From what I can tell, Sonos is also not 100% reliable - you often have to reboot the remote. Redundancy is good, IMO.

mvalera
2008-06-23, 02:37
I have to agree - the Duet in its current form (Controller and Receiver) is crap. Based on my experience it is basically unreliable and no, the fault doesn't lie with the user or my WAP - everything else, including my SB3s and iPod Touch etc. work fine via wireless using the same WAP. Neither the Receiver nor the Controller do. I've _ucked around with it enough now that I want nothing more to do with it, so I guess that means I've "tried to use it and given up in disgust".

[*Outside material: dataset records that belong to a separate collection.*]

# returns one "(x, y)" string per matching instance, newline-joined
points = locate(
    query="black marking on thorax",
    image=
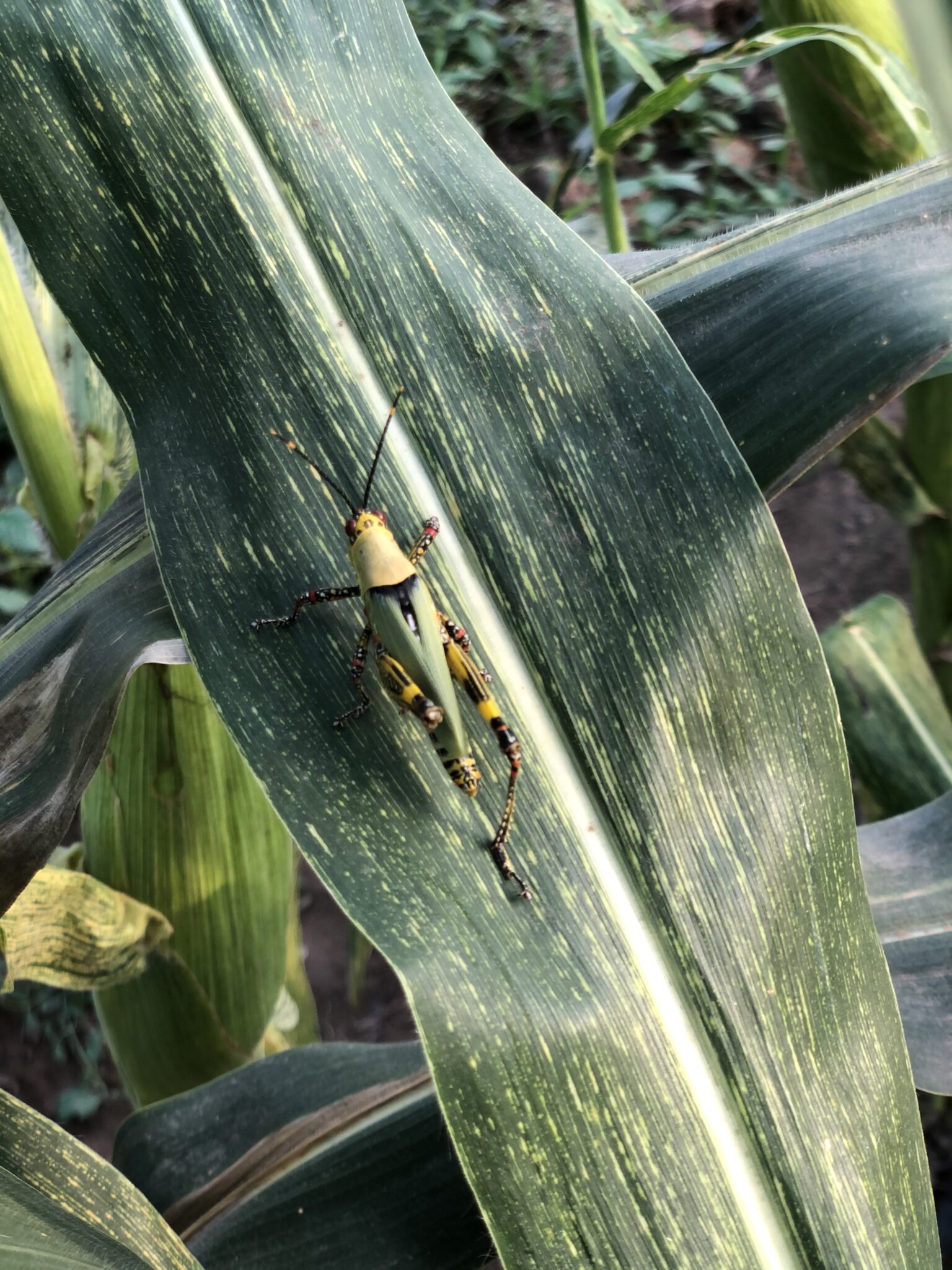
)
(403, 593)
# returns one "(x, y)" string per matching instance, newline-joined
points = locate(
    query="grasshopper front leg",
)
(474, 682)
(357, 665)
(324, 596)
(425, 539)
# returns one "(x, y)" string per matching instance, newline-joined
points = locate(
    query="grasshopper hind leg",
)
(407, 694)
(474, 682)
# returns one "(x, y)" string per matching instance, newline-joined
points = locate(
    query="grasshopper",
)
(418, 651)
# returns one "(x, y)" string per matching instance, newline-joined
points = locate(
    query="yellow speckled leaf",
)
(63, 1206)
(71, 931)
(687, 1050)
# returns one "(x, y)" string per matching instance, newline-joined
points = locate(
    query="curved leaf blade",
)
(69, 930)
(908, 870)
(61, 1204)
(805, 326)
(897, 728)
(64, 665)
(386, 1193)
(351, 251)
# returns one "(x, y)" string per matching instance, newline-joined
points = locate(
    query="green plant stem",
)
(604, 164)
(36, 417)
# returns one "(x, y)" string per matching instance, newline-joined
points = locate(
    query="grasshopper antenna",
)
(380, 445)
(296, 450)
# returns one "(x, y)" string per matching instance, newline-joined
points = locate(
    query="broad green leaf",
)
(64, 665)
(801, 327)
(897, 728)
(847, 127)
(930, 27)
(71, 931)
(889, 73)
(35, 414)
(621, 1064)
(173, 817)
(310, 1157)
(63, 1206)
(908, 870)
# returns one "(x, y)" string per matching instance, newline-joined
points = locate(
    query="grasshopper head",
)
(362, 521)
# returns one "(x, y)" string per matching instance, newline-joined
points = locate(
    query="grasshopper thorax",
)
(362, 521)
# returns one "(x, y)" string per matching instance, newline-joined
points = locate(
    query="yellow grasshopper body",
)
(418, 651)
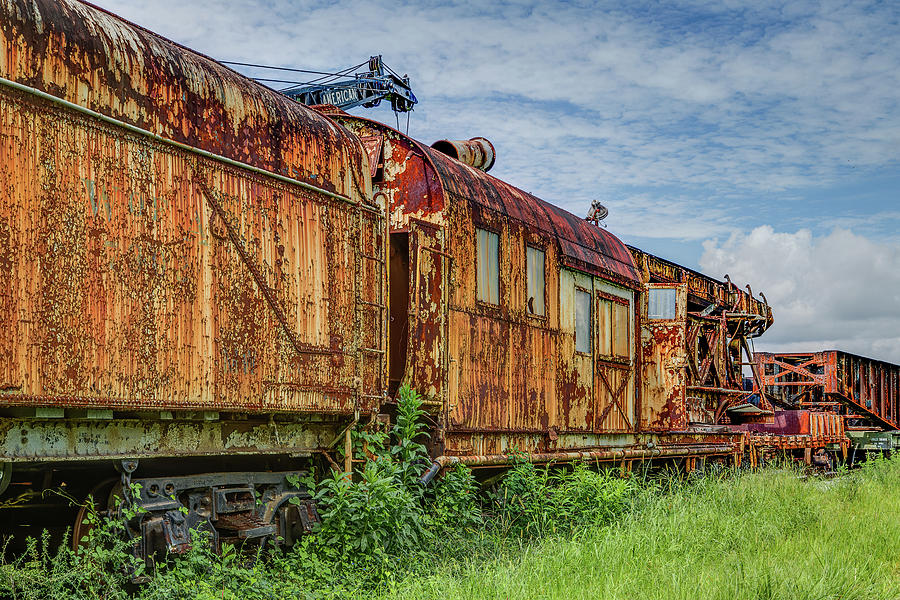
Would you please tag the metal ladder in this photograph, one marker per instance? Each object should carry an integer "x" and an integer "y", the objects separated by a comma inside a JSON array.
[{"x": 366, "y": 306}]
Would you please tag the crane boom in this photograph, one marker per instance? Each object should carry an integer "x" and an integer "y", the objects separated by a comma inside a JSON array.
[{"x": 367, "y": 89}]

EGD... you likely have a bad unit. It happens. Call support.

Mike

oscarg
2008-06-24, 20:56
Hi Everyone.
I have had My Squeezebox a week, and although it is not perfect, it is damn close.
If you consider the multiple things there are to trip it up (different software clients - yes I am having trouble getting the Mandriva client working, but the duet has got further than my printer did. The Windows client seems flawless) multiple network configs (I am using 802.11g with WAP 64bit and CAT 5 ethernet) It is simply outstanding.
It is playing flac and ogg files, and out putting to the cyrus amp sounds really surprisingly good (I mean REALLY good).
I wish Windows Media Centre was half as stable as this.
I would suggest to the author of this column that it is probably the XM plugin that needs work, to imply that this is a product for "early adopters" or whatever is nonsense.
Yes I had to do a hard reset of the controller, before all the artwork worked correctly (hold down the "+" while switching it on FYI)

Anyway - keep using it, and don't feel like you have a lemon, this is a great product, with heaps of great features that show they were REALLY thinking about the user ( for example I love the way the controller wakes up when you pick it up etc etc) I think it is obviously not considered complete which means things can only get better.